Managing RMAs for Switches

RMA Use Case


 

Informational Note:  This process applies to Version 2.5.4 and earlier.

A primary case for an RMA is a failed switch in the network. The configuration can be restored to a replacement switch using the following commands:

RMA Process

This procedure assumes that a failed switch is part of a HA pair (cluster). Nodes that are part of a cluster automatically back up each other configuration.

For an RMA case, the host id differs between the new switch and the old failed switch. Both cluster membership and service object locations are tied to the host id.

1. Retrieve the host id of the old node:

CLI> fabric-node-show name <old-hostname> format name,id

2. Evict the old node from the fabric. This allows to process fabric provisioning operations before the RMA is com­plete. Additionally, the presence of the old node ID interferes with subsequent steps.

CLI> fabric-node-evict name <old-hostname>

3. Setup the new switch with basic settings, like hostname and IP address.

Perform this step at the console when the switch is booted for the first time and can be modified:

CLI> switch-setup-modify

4. Configure the new switch to rejoin the fabric. As it is part of a cluster, use the repeer-to-cluster-node option.

CLI> fabric-join name <fabric-name> repeer-to-cluster-node <existing-peer-name>

This downloads the entire backed up configuration from the cluster peer and restarts Netvisor OS to apply it. This restores local, cluster, and fabric scoped configuration.

5. After restart, any service objects that were present on the failed switch, must be migrated to the new host. Use the value retrieved in Step 1 for the location parameter:

CLI> object-location-modify location <old-hostid> new-location <new-hostname>

The above command executes a bulk migration of all service objects (vRouters, VNET managers, OVSDB Interfaces) and sub-objects

RMA Process for Version 2.6.0 and Later

Netvisor OS fabric objects such as vRouters, VLAGs, clusters,and others are created on a switch in the fabric. Netvisor OS tracks the switch using a location field, which is currently the host ID of the switch where the fabric objects are configured.

This presents various issues when replacing a faulty switch with a new switch and a new host ID. Fabric-wide configurations that reference the old host ID requires updating to the new host ID. These updates require a few manual extra steps and are either confusing, or it isn’t clear what commands need execution.

The proposed solution changes the location from a host ID to a fabric-specific location id that is assigned to each switch as it joins the fabric. Netvisor OS keeps the same ID during the RMA process and reduces the RMA process to a single command.

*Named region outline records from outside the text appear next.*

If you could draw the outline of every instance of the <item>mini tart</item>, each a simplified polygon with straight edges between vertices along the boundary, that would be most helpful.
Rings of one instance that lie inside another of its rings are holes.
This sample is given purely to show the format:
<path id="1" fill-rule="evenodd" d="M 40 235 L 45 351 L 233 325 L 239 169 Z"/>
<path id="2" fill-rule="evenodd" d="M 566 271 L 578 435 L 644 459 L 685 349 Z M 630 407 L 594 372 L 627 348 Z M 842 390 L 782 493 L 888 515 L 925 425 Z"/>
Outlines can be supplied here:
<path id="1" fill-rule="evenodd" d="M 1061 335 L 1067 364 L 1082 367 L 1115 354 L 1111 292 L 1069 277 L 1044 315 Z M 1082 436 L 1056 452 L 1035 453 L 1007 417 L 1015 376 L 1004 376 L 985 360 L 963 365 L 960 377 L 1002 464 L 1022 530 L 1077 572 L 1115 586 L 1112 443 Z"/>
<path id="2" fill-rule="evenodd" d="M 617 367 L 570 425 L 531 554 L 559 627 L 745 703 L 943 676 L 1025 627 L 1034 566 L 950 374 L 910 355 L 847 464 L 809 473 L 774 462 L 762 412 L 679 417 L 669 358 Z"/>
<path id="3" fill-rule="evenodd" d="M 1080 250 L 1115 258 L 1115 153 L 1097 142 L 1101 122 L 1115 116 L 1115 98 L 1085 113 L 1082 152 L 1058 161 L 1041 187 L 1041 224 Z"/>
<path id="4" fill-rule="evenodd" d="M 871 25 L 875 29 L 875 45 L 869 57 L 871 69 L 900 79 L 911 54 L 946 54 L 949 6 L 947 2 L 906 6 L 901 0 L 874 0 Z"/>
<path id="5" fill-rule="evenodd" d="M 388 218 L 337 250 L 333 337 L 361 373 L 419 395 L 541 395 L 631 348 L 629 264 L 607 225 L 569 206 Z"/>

The solution introduces a new parameter, location-id, which is unique among the fabric nodes. Each node that joins the fabric is    assigned a new location ID when it joins. All configurations that require a location is tied to the location ID instead of the host ID. When Netvisor OS executes the command, switch-config-import, the location ID is inherited from the imported configuration. Therefore, no updates required across the fabric because all configurations refer to the correct location ID.

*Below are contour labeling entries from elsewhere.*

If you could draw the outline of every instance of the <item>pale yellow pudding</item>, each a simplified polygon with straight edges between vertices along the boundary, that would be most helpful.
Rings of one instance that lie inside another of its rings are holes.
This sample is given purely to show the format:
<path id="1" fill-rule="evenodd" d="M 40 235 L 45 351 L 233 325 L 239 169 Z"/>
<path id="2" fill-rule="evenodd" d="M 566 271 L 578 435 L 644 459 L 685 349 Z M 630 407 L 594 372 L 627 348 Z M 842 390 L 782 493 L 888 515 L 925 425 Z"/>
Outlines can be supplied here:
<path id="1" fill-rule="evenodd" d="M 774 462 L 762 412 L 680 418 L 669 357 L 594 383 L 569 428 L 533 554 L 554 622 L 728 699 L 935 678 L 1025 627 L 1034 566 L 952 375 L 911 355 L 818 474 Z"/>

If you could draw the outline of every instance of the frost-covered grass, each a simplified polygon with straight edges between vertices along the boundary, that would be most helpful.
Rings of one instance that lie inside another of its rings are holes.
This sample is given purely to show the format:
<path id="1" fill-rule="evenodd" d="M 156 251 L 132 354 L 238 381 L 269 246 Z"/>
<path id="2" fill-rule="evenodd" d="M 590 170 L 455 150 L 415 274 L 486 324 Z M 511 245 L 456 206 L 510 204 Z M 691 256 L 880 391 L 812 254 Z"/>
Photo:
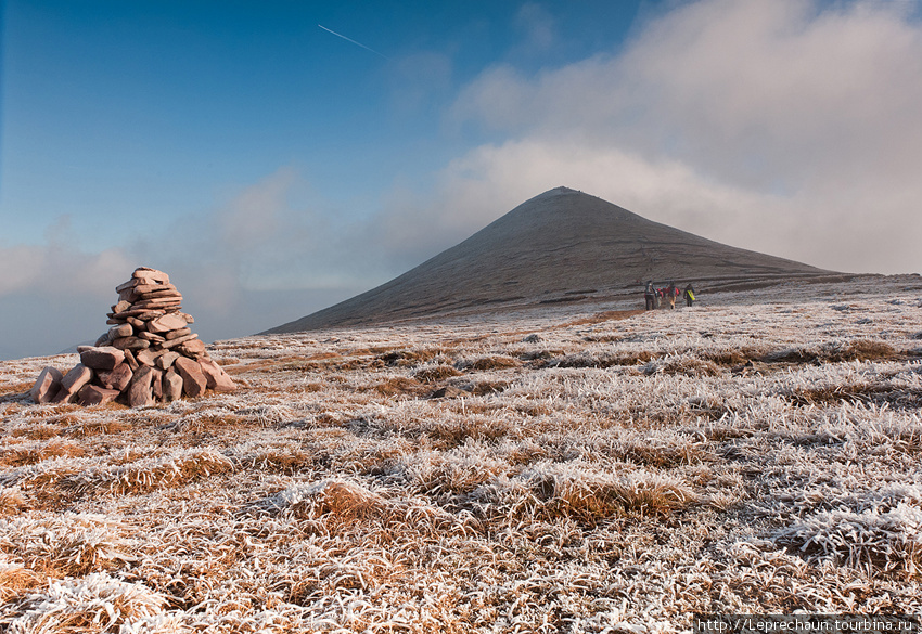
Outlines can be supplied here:
<path id="1" fill-rule="evenodd" d="M 702 300 L 221 341 L 240 391 L 138 410 L 2 362 L 0 630 L 922 611 L 922 281 Z"/>

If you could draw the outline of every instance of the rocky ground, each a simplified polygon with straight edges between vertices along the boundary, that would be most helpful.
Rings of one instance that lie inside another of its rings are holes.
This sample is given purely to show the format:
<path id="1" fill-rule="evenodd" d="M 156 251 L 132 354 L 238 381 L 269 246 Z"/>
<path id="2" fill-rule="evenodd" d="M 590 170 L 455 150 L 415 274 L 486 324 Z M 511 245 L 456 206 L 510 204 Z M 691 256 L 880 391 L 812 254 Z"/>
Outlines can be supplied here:
<path id="1" fill-rule="evenodd" d="M 922 281 L 220 341 L 239 386 L 0 363 L 11 632 L 675 632 L 922 611 Z"/>

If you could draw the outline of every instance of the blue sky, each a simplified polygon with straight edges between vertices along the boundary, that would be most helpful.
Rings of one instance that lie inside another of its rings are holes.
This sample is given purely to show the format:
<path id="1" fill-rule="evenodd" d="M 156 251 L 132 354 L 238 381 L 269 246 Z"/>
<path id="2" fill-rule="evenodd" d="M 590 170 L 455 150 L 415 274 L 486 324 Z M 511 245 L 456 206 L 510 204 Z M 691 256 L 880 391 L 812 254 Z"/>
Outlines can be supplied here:
<path id="1" fill-rule="evenodd" d="M 919 4 L 8 0 L 0 358 L 95 338 L 137 266 L 252 334 L 559 185 L 920 271 Z"/>

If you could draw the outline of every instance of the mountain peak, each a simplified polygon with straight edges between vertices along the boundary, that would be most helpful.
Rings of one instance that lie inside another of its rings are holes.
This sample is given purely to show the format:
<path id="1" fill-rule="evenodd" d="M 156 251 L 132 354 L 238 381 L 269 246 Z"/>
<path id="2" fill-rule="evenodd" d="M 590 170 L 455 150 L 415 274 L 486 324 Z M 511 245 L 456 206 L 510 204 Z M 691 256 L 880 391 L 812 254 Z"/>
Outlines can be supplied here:
<path id="1" fill-rule="evenodd" d="M 588 297 L 624 299 L 638 295 L 641 281 L 651 279 L 701 284 L 829 273 L 727 246 L 560 186 L 386 284 L 267 332 L 448 316 Z"/>

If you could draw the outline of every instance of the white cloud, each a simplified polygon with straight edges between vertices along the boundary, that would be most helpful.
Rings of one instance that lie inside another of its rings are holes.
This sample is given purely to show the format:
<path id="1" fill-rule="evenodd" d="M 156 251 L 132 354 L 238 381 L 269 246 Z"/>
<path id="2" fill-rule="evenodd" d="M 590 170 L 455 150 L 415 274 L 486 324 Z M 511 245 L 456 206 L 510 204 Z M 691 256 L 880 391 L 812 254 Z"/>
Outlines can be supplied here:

The following commands are no longer necessary to restore an imported configuration on a new switch:

Anew parameter, location-id, is added to the commands, node-info and fabric-node-show output. This displays the location of the node.

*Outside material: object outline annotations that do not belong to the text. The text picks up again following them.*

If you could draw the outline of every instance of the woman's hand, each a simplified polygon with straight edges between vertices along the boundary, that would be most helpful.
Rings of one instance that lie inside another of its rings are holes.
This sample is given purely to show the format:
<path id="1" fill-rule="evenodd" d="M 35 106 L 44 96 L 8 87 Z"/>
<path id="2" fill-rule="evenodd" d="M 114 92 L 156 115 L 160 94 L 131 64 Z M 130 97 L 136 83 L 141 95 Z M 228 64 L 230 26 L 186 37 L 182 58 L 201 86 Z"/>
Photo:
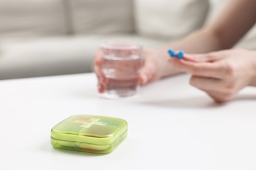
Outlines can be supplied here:
<path id="1" fill-rule="evenodd" d="M 190 83 L 217 102 L 233 99 L 247 86 L 256 86 L 256 52 L 230 50 L 205 54 L 185 55 L 169 61 L 192 74 Z"/>
<path id="2" fill-rule="evenodd" d="M 98 89 L 100 93 L 105 90 L 108 78 L 101 71 L 103 52 L 98 50 L 95 58 L 95 72 L 98 77 Z M 145 49 L 142 52 L 142 67 L 139 76 L 141 84 L 158 80 L 158 78 L 174 75 L 181 71 L 170 67 L 167 61 L 169 56 L 167 50 L 163 48 Z"/>

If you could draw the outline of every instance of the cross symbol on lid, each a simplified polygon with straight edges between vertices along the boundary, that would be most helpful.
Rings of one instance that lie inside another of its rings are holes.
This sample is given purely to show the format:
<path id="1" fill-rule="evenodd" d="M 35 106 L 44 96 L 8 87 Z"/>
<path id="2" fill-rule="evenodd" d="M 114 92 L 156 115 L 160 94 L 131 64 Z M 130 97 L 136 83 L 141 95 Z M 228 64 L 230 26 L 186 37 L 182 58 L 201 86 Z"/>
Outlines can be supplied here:
<path id="1" fill-rule="evenodd" d="M 80 126 L 81 128 L 90 128 L 94 124 L 106 126 L 108 124 L 104 122 L 98 122 L 100 119 L 98 118 L 88 118 L 88 119 L 77 119 L 74 122 L 75 123 L 81 123 Z"/>

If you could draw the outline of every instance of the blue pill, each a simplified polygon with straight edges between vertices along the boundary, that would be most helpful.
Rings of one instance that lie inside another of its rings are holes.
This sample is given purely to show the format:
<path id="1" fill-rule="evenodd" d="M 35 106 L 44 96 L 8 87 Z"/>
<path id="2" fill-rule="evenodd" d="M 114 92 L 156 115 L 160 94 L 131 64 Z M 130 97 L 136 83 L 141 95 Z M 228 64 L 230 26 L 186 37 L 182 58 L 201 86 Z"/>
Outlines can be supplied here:
<path id="1" fill-rule="evenodd" d="M 171 49 L 168 50 L 168 53 L 171 57 L 175 57 L 176 56 L 175 52 Z"/>

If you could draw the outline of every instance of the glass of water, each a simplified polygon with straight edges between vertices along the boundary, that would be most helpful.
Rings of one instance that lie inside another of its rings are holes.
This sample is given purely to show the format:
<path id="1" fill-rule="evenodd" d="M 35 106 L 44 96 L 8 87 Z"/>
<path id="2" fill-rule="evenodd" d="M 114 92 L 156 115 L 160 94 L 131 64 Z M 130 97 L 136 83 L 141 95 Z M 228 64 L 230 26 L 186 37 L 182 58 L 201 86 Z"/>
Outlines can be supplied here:
<path id="1" fill-rule="evenodd" d="M 101 72 L 107 80 L 101 95 L 114 99 L 137 94 L 142 65 L 142 44 L 107 42 L 101 48 L 104 54 Z"/>

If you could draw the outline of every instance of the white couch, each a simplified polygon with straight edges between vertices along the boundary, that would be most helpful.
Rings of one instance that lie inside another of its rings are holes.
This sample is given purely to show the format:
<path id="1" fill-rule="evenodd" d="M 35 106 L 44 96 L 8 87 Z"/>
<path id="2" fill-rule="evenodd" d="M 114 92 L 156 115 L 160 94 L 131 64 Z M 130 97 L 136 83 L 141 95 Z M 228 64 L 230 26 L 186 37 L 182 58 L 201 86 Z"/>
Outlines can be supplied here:
<path id="1" fill-rule="evenodd" d="M 0 0 L 0 79 L 92 71 L 107 40 L 170 43 L 215 18 L 217 1 Z M 254 35 L 240 46 L 256 48 Z"/>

A new command, fabric-node-location-mappings, displays the current fabric host ID to the location ID mappings. This is used as input for the command, switch-config-import, when importing configurations from earlier versions of software.

If you are importing a configuration from an earlier version of software, use the following syntax:

(CLI network-admin@Spine1)>switch-config-import upgrade-location-mappings

 

If the imported configuration already has location IDs, the parameter is ignored.